Como se vê, a Igreja não pretende, com o compêndio de sua doutrina social, ditar que o cristão deve votar ou apoiar tal ou qual partido, ou mesmo tal ou qual tese sobre as questões seculares. Ela apresenta, isto sim, subsídios de forma organizada para tratar “questões cada vez mais interconexas, que se condicionam reciprocamente e que sempre mais dizem respeito à família humana”, isto é, à sociedade. Assim, muitas vezes restará espaço para dissenção entre os cristãos, e isso até mesmo porque cada um recebe do Espírito Santo aquilo que lhe convém (1Cor 12,4-27). Por vezes, a ênfase de um em uma questão e a de outro, em outra, são devidas a diferentes maneiras de abordar o mesmo Evangelho. Isso não deve dar margem ao relativismo, a achar que qualquer coisa vale em nome do “carisma”. Ao contrário, visões diferentes devem nos ajudar a discernir quem e quais propostas melhor se aproximam do candidato “ideal”. Somos homens e mulheres. Não conhecemos o futuro, nem as intenções por trás das palavras. Não podemos, por nós mesmos, fazer a escolha ideal. Mas, temos que fazer o possível para, à luz do Evangelho, buscar a realização do Reino de Deus. E rezar, rezar e rezar.
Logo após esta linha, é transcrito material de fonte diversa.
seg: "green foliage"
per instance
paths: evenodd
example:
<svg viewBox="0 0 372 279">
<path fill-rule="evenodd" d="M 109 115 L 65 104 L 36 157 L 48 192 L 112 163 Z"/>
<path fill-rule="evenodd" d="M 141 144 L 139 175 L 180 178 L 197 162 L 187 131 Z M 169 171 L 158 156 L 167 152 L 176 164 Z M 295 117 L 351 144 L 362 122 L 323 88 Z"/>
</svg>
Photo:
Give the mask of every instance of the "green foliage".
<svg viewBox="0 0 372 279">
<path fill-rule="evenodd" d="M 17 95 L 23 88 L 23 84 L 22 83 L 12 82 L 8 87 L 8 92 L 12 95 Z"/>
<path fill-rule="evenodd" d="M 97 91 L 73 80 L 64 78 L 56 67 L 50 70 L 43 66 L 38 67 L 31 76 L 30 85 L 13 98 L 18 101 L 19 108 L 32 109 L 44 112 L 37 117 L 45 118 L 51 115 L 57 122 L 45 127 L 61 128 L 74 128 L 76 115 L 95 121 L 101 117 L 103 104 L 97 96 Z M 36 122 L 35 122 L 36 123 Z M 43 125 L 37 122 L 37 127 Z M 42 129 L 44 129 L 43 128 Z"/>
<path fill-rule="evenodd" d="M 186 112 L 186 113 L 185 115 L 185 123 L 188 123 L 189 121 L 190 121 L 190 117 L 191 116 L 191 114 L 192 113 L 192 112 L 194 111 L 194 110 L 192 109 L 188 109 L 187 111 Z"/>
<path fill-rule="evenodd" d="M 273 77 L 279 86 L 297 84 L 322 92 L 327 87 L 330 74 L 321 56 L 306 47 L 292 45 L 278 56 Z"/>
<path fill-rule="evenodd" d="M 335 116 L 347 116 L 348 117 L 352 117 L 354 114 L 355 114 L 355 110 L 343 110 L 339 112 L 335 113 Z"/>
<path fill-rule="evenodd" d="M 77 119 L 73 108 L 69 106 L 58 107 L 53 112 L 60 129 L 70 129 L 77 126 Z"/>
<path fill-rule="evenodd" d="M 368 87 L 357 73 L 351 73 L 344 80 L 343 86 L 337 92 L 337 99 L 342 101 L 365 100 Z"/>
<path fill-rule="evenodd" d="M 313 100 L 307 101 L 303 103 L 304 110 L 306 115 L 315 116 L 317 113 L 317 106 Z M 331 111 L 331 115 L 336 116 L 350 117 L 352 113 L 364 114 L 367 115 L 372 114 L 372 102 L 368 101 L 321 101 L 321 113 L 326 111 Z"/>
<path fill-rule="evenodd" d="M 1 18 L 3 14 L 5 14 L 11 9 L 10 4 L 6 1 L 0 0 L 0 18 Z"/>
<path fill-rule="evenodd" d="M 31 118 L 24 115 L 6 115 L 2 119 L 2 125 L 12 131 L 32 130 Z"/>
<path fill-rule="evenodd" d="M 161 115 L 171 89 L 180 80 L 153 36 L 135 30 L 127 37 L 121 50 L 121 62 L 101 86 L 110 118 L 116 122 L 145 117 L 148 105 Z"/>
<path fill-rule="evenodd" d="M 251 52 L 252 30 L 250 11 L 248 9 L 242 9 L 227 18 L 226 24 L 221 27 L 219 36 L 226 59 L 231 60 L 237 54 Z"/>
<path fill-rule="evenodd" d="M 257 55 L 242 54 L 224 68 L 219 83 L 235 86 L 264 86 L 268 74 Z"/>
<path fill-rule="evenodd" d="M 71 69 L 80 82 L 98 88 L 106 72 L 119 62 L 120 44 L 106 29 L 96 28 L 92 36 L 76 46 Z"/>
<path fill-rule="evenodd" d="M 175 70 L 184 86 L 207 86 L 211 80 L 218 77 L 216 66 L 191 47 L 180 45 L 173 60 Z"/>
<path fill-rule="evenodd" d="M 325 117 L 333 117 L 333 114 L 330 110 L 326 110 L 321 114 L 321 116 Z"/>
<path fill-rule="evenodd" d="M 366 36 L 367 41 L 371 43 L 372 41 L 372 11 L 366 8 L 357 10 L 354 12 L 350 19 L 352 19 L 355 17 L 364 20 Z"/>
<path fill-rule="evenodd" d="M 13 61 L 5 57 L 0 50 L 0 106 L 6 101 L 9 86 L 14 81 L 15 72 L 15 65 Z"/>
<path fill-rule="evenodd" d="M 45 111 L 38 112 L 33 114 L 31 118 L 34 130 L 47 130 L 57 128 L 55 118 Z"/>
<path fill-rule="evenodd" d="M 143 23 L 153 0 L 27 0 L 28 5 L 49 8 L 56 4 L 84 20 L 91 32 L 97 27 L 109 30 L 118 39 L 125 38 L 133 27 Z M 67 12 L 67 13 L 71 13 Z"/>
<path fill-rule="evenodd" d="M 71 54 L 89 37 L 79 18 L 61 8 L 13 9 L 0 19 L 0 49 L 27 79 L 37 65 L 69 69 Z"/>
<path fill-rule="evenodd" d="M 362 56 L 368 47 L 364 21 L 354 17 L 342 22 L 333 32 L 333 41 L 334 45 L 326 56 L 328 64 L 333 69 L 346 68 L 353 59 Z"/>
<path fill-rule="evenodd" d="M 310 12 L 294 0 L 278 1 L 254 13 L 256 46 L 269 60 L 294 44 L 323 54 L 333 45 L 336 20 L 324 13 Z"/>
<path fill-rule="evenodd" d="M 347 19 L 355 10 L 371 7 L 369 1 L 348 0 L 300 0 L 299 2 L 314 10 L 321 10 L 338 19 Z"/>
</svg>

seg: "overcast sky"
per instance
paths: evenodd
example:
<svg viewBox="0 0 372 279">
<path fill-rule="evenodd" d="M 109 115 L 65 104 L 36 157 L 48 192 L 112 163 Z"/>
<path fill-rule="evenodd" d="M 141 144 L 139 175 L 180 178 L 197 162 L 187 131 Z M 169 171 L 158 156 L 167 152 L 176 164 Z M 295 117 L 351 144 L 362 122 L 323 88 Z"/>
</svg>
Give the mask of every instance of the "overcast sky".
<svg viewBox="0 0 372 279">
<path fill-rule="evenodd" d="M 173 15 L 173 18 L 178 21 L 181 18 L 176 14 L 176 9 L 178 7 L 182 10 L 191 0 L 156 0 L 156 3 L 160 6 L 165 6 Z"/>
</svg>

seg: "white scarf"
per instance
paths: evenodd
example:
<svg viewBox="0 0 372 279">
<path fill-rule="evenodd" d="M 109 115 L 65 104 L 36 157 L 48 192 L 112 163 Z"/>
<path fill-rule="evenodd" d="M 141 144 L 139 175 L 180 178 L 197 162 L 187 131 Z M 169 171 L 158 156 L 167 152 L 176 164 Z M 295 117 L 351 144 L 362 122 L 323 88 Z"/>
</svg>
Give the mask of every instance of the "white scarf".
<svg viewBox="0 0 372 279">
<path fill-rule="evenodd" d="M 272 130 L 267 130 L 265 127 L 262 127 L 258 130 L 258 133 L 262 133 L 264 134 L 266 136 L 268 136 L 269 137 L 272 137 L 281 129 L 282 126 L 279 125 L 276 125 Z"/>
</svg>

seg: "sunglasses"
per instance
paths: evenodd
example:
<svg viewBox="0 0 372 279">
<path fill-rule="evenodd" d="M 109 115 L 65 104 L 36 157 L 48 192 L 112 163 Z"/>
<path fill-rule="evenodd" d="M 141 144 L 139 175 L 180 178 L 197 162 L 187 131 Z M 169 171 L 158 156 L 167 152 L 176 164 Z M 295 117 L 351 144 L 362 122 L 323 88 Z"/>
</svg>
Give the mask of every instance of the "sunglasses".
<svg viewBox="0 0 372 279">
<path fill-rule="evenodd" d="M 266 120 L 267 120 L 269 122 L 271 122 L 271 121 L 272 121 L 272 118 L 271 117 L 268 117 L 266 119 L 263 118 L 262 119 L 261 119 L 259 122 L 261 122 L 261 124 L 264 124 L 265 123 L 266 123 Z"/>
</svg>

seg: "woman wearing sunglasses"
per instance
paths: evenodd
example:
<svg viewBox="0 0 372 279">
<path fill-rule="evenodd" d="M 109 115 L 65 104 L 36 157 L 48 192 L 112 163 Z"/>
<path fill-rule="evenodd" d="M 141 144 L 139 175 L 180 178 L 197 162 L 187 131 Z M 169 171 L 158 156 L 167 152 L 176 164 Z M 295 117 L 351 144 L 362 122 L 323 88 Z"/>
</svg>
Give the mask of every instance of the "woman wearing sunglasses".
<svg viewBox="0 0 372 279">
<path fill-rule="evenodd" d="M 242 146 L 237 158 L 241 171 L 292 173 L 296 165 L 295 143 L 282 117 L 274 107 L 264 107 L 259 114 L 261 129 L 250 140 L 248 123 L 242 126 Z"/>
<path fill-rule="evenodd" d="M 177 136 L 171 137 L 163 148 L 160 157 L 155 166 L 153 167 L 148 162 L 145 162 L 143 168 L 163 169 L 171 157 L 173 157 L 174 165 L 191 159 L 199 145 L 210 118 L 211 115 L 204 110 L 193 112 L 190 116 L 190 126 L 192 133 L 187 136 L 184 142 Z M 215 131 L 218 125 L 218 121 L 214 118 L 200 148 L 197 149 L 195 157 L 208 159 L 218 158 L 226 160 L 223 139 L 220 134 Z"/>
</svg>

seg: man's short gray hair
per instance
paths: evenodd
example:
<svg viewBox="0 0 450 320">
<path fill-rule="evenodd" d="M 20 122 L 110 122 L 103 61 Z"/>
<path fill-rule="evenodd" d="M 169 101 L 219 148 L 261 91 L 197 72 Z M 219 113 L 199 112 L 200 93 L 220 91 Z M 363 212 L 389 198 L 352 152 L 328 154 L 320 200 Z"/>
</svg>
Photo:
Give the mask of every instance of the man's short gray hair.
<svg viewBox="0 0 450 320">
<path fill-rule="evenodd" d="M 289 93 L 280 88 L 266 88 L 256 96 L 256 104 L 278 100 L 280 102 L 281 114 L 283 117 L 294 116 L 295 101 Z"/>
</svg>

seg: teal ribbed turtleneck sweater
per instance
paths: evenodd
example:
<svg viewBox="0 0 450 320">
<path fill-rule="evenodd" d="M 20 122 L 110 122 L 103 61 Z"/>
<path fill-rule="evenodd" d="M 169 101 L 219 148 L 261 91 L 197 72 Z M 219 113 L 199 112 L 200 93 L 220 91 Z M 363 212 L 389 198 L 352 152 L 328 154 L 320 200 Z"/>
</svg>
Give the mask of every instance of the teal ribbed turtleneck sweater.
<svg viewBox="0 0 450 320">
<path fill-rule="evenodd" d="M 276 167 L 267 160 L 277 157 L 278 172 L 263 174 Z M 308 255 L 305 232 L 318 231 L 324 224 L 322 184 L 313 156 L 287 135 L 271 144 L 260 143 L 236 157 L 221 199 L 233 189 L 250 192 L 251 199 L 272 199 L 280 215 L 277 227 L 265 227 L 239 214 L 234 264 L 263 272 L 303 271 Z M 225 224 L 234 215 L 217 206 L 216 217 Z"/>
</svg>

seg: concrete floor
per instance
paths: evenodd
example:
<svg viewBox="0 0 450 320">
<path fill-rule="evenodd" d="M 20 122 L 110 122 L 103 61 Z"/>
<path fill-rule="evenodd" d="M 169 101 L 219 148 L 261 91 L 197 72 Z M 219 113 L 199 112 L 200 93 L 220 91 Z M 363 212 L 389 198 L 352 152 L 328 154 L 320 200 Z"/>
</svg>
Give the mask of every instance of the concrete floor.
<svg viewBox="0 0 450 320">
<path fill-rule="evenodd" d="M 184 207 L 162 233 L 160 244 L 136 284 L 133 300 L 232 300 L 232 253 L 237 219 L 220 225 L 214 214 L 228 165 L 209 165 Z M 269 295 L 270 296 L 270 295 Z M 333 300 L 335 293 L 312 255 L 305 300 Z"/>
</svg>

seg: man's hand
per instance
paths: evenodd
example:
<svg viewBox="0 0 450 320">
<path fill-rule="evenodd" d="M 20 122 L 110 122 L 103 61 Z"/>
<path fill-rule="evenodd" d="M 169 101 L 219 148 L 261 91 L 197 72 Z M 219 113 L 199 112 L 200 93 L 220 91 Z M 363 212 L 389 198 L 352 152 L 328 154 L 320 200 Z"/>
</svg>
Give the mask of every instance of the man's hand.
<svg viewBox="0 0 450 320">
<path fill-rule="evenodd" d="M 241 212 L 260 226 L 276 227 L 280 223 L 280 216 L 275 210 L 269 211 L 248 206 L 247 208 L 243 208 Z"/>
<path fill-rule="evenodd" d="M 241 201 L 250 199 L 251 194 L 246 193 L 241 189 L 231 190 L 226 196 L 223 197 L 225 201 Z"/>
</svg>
Compêndio da Doutrina Social da Igreja, n. 5-6

COMPÊNDIO DA DOUTRINA SOCIAL DA IGREJA

INTRODUÇÃO

UM HUMANISMO INTEGRAL E SOLIDÁRIO

a) No alvorecer do terceiro milênio

5 O amor tem diante de si um vasto campo de trabalho e a Igreja, nesse campo, quer estar presente também com a sua doutrina social, que diz respeito ao homem todo e se volve a todos os homens. Tantos irmãos necessitados estão à espera de ajuda, tantos oprimidos esperam por justiça, tantos desempregados à espera de trabalho, tantos povos esperam por respeito: «Como é possível que ainda haja, no nosso tempo, quem morra de fome, quem esteja condenado ao analfabetismo, quem viva privado dos cuidados médicos mais elementares, quem não tenha uma casa onde abrigar-se? E o cenário da pobreza poderá ampliar-se indefinidamente, se às antigas pobrezas acrescentarmos as novas que freqüentemente atingem mesmo os ambientes e categorias dotadas de recursos econômicos, mas sujeitos ao desespero da falta de sentido, à tentação da droga, à solidão na velhice ou na doença, à marginalização ou à discriminação social. […] E como ficar indiferentes diante das perspectivas dum desequilíbrio ecológico, que torna inabitáveis e hostis ao homem vastas áreas do planeta? Ou em face dos problemas da paz, freqüentemente ameaçada com o íncubo de guerras catastróficas? Ou frente ao vilipêndio dos direitos humanos fundamentais de tantas pessoas, especialmente das crianças? »[Novo millennio ineunte, 50-51].

6 O amor cristão move à denúncia, à proposta e ao compromisso de elaboração de projetos em campo cultural e social, a uma operosidade concreta e ativa, que impulsione a todos os que tomam sinceramente a peito a sorte do homem a oferecer o próprio contributo. A humanidade compreende cada vez mais claramente estar ligada por um único destino que requer uma comum assunção de responsabilidades, inspirada em um humanismo integral e solidário: vê que esta unidade de destino é freqüentemente condicionada e até mesmo imposta pela técnica ou pela economia e adverte a necessidade de uma maior consciência moral, que oriente o caminho comum. Estupefatos pelas multíplices inovações tecnológicas, os homens do nosso tempo desejam ardentemente que o progresso seja votado ao verdadeiro bem da humanidade de hoje e de amanhã.

O cristão não pode ficar parado diante da injustiça e do mal. Ao contrário, movido pelo amor, deve procurar contribuir para a construção de uma sociedade solidária e que promova o ser humano em todos os seus aspectos: econômico, cultural, religioso etc.